Divesting jointly owned real estate can bring about some complicated ownership issues and tax liabilities, especially if one co-owner wants to do a 1031 exchange to defer capital gains taxes and others want to cash out of their real property holdings.
Exchanges have strict rules that have to be followed to the letter. Joint owners who have the same goals can accomplish an exchange without too much hassle, while joint owners with divergent views face a much more cumbersome journey.
It is possible to do a 1031 exchange on jointly owned property regardless of how the property is titled; however, this type of exchange often involves some strategic advanced planning to ensure a successful exchange. Below we’ll cover a few common co-ownership structures and discuss how they can affect the 1031 exchange process.
1031 Exchanges for Assets Held By LLCs, Multiple Partners and Tenants-in-Common
In a limited liability company where two owners hold title to real property with 50-50 interests, each owner has to mutually agree to relinquish the property and complete a 1031 exchange. That’s because the LLC is the actual owner of the property rather than its individual members, and in order to successfully complete an exchange the owner of the replacement asset has to be the same taxpaying entity as the owner of the relinquished asset, which is the LLC.
If joint owners want to dissolve their partnership and go their separate ways, or one owner wants to continue owning real estate while others want to liquidate and take cash from sale proceeds, that’s fine too – business plans often change. Exchanging is a bit more complex, though.

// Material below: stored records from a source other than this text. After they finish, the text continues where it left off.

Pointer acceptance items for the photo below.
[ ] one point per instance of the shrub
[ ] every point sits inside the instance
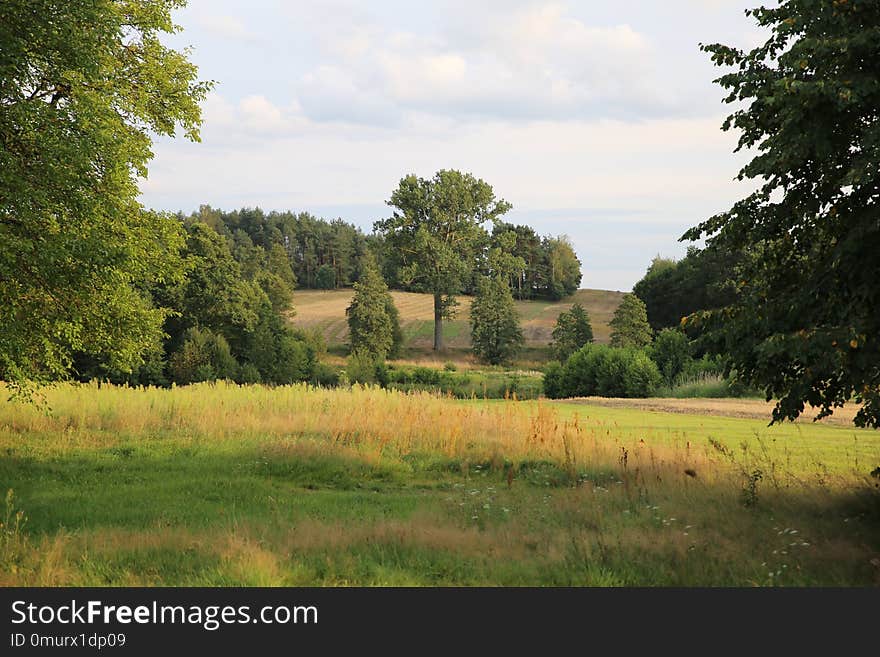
(671, 351)
(249, 374)
(325, 375)
(361, 368)
(603, 371)
(203, 356)
(553, 380)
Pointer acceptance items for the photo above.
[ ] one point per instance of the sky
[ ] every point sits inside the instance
(597, 120)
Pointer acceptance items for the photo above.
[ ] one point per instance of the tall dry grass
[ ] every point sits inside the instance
(368, 420)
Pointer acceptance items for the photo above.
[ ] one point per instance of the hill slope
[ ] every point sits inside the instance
(325, 311)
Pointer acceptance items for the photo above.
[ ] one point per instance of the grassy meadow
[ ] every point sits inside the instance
(226, 485)
(325, 311)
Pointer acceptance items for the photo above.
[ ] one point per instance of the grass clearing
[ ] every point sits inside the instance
(325, 312)
(227, 485)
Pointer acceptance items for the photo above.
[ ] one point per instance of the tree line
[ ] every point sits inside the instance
(326, 254)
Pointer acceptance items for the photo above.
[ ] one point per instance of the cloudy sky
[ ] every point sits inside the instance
(598, 120)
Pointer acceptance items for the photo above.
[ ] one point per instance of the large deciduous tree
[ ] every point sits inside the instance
(495, 328)
(572, 331)
(436, 235)
(805, 322)
(83, 86)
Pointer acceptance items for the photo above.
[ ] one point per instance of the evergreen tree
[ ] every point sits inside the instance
(629, 326)
(573, 330)
(495, 329)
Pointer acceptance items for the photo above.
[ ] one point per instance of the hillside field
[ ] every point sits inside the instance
(225, 485)
(325, 311)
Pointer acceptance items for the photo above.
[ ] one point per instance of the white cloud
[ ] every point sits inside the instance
(226, 26)
(535, 62)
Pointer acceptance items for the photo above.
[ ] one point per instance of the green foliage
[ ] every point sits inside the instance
(203, 356)
(554, 387)
(495, 329)
(83, 87)
(805, 323)
(673, 290)
(435, 236)
(371, 327)
(564, 268)
(490, 383)
(362, 367)
(671, 351)
(325, 278)
(604, 371)
(572, 331)
(629, 326)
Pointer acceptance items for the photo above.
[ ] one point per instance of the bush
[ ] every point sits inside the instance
(671, 351)
(361, 368)
(249, 374)
(553, 380)
(203, 356)
(603, 371)
(325, 375)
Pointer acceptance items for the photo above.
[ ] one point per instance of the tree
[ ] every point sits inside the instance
(572, 331)
(83, 86)
(436, 235)
(563, 268)
(495, 331)
(325, 278)
(370, 325)
(805, 322)
(672, 352)
(674, 289)
(629, 326)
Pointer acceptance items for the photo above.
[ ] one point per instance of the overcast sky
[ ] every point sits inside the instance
(598, 120)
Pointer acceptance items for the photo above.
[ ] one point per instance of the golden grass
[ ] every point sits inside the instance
(375, 423)
(742, 408)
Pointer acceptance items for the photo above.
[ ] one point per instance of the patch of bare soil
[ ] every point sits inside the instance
(745, 408)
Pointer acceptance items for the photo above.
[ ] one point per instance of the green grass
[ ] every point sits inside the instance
(225, 485)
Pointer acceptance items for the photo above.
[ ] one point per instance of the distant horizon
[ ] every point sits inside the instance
(597, 122)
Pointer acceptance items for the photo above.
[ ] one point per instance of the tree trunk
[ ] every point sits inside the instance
(438, 322)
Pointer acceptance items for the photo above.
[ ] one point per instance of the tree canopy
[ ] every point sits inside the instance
(495, 326)
(572, 331)
(436, 235)
(83, 87)
(805, 322)
(629, 325)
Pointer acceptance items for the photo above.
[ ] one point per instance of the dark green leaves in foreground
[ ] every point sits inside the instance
(805, 324)
(83, 85)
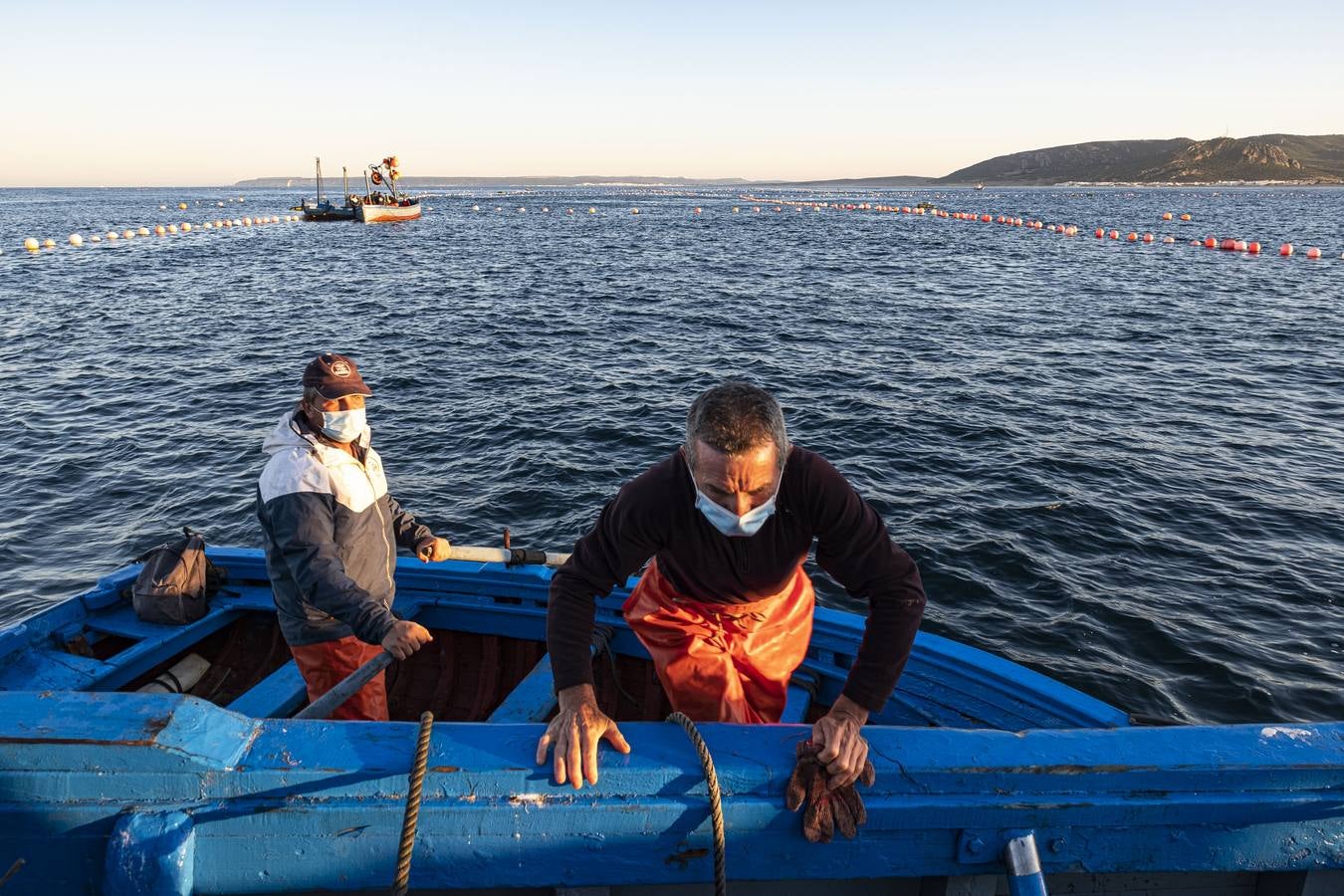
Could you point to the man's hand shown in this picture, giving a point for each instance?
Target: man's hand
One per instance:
(432, 550)
(574, 733)
(843, 749)
(406, 638)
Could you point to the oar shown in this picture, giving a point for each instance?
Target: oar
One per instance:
(345, 688)
(513, 557)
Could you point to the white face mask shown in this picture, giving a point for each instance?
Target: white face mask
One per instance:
(342, 426)
(732, 524)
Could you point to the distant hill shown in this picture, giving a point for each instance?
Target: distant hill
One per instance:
(1186, 161)
(847, 183)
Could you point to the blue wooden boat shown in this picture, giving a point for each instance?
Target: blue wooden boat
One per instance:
(108, 788)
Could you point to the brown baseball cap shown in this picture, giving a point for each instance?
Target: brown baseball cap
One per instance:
(335, 376)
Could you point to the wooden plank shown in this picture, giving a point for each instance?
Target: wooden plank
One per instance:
(533, 699)
(276, 696)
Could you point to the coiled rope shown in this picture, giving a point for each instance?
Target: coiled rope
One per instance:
(413, 798)
(711, 780)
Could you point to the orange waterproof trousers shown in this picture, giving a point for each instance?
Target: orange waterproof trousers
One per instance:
(326, 664)
(723, 661)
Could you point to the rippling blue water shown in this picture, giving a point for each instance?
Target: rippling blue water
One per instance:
(1121, 465)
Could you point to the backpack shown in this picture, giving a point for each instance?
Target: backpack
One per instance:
(177, 581)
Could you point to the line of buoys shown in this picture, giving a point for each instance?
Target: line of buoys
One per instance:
(77, 241)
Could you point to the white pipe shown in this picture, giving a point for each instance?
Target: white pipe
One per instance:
(181, 677)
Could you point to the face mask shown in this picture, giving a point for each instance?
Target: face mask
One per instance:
(732, 524)
(342, 426)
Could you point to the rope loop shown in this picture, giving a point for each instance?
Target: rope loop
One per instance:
(711, 780)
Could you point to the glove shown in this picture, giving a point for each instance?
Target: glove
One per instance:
(828, 810)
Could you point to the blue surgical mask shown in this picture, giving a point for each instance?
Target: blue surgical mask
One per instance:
(732, 524)
(342, 426)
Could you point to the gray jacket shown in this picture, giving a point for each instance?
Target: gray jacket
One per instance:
(331, 533)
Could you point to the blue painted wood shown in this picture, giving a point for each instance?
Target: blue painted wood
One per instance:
(533, 699)
(150, 854)
(279, 695)
(271, 796)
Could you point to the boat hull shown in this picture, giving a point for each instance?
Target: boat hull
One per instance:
(117, 791)
(380, 214)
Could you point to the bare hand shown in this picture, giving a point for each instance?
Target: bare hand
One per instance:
(574, 733)
(432, 550)
(406, 638)
(843, 750)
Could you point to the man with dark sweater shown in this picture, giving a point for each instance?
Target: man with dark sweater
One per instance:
(725, 607)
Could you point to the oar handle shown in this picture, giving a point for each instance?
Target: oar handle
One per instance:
(513, 557)
(345, 688)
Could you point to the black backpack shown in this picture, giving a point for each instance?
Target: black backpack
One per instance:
(177, 581)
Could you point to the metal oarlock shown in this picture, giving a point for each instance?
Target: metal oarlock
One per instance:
(1024, 877)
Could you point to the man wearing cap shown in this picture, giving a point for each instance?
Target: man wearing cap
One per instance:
(331, 533)
(725, 606)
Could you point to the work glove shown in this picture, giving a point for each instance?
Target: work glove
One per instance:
(828, 808)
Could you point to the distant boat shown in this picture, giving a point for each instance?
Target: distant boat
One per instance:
(325, 208)
(376, 206)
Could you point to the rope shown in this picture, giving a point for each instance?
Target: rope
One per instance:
(711, 780)
(413, 798)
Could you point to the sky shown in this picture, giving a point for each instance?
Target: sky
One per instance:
(200, 95)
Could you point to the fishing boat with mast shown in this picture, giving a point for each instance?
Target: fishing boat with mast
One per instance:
(325, 208)
(390, 206)
(148, 758)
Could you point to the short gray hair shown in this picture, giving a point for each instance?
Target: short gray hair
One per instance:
(736, 416)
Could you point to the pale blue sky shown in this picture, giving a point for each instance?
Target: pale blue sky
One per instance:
(191, 95)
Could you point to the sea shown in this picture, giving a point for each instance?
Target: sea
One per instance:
(1117, 462)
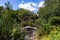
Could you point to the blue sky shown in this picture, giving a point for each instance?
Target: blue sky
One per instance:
(31, 5)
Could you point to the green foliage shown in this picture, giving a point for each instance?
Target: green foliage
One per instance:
(54, 21)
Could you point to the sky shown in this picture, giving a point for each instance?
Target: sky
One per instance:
(31, 5)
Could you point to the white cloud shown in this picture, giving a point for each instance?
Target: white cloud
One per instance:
(28, 6)
(41, 4)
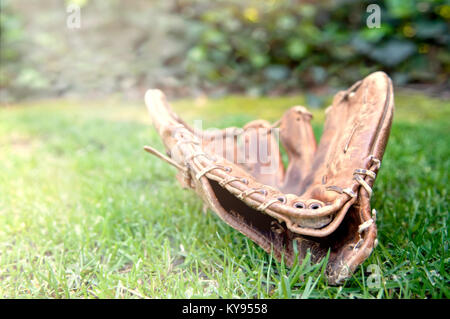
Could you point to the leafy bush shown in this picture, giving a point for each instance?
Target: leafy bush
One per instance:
(282, 44)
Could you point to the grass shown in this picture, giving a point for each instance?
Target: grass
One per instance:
(85, 213)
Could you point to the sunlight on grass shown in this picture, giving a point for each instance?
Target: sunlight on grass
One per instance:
(84, 212)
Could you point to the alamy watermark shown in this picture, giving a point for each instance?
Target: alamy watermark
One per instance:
(374, 18)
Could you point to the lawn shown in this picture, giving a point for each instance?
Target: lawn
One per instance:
(86, 213)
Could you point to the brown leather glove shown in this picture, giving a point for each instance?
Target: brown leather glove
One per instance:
(321, 202)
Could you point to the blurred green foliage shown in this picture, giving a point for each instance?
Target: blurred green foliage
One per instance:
(285, 44)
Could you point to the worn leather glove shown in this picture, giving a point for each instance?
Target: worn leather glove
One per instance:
(320, 202)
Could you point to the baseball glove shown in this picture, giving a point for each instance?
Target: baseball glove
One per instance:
(320, 202)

In this instance, one path to successfully completing a 1031 exchange involves dissolving the LLC into separate partnerships roughly a year prior to selling the jointly held asset. Each partner will receive deed to the property in the form of a distribution from the partnership. The owners will hold the property as tenants in common for a year, and after the 12 months have passed, both partners can safely take their separate paths away from the jointly held asset. Partner 1 is free to roll sale proceeds over into a 1031 exchange because he or she can satisfy the requirement that the asset was held for productive business or trade or as an investment. Partner 2, meanwhile, can cash out and pay any associated capital gains taxes, or roll sale proceeds over into a separate 1031 exchange with similar fractional ownership interests.¹
If there are multiple partners in an asset’s ownership structure, they still can complete a 1031 exchange after divesting the property, but it also involves a lot of advance planning. If one partner wants to walk away, a new partner could acquire his or her ownership interests and the partnership can go on to complete an exchange. Alternatively, the current partnership can complete an exchange, and after a period of time it could buy out the interests of any dissenting partners. Lastly, after successfully completing a 1031 exchange the partnership could reorganize into a tenancy-in-common ownership structure and distribute funds to any dissenting partners on a pro-rata basis.²
In each of these instances, the replacement asset should be held long enough to prove that it was purchased as a rental or investment asset – generally 24 months, although that timeline is not absolutely defined by the Internal Revenue Service.
The Bottom Line
There are many different variations to the exchange strategies mentioned here, and each has the potential to bring about increased tax risk and financial liabilities for co-owners who fail to carefully map out their exchange strategies in advance with experienced 1031 exchange specialists, qualified intermediaries, and financial professionals. Their insight can prove essential to structuring a successful exchange for jointly held real estate.
1. IRS Provides Guidance on Using Tenancy-in-Common Interests in 1031 Exchanges, CCIM Institute, https://www.ccim.com/cire-magazine/articles/irs-provides-guidance-using-tenancy-common-interests-1031-exchanges/
2. Section 708 of the Internal Revenue Code, IRS, https://www.irs.gov/pub/irs-drop/rr-99-6.pdf
This material is for general information and educational purposes only. Information is based on data gathered from what we believe are reliable sources. It is not guaranteed as to accuracy, does not purport to be complete and is not intended to be used as a primary basis for investment decisions. It should also not be construed as advice meeting the particular investment needs of any investor. Realized does not provide tax or legal advice. This material is not a substitute for seeking the advice of a qualified professional for your individual situation. Costs associated with a 1031 transaction may impact investor’s returns and may outweigh the tax benefits. An unfavorable tax ruling may cancel deferral of capital gains and result in immediate tax liabilities.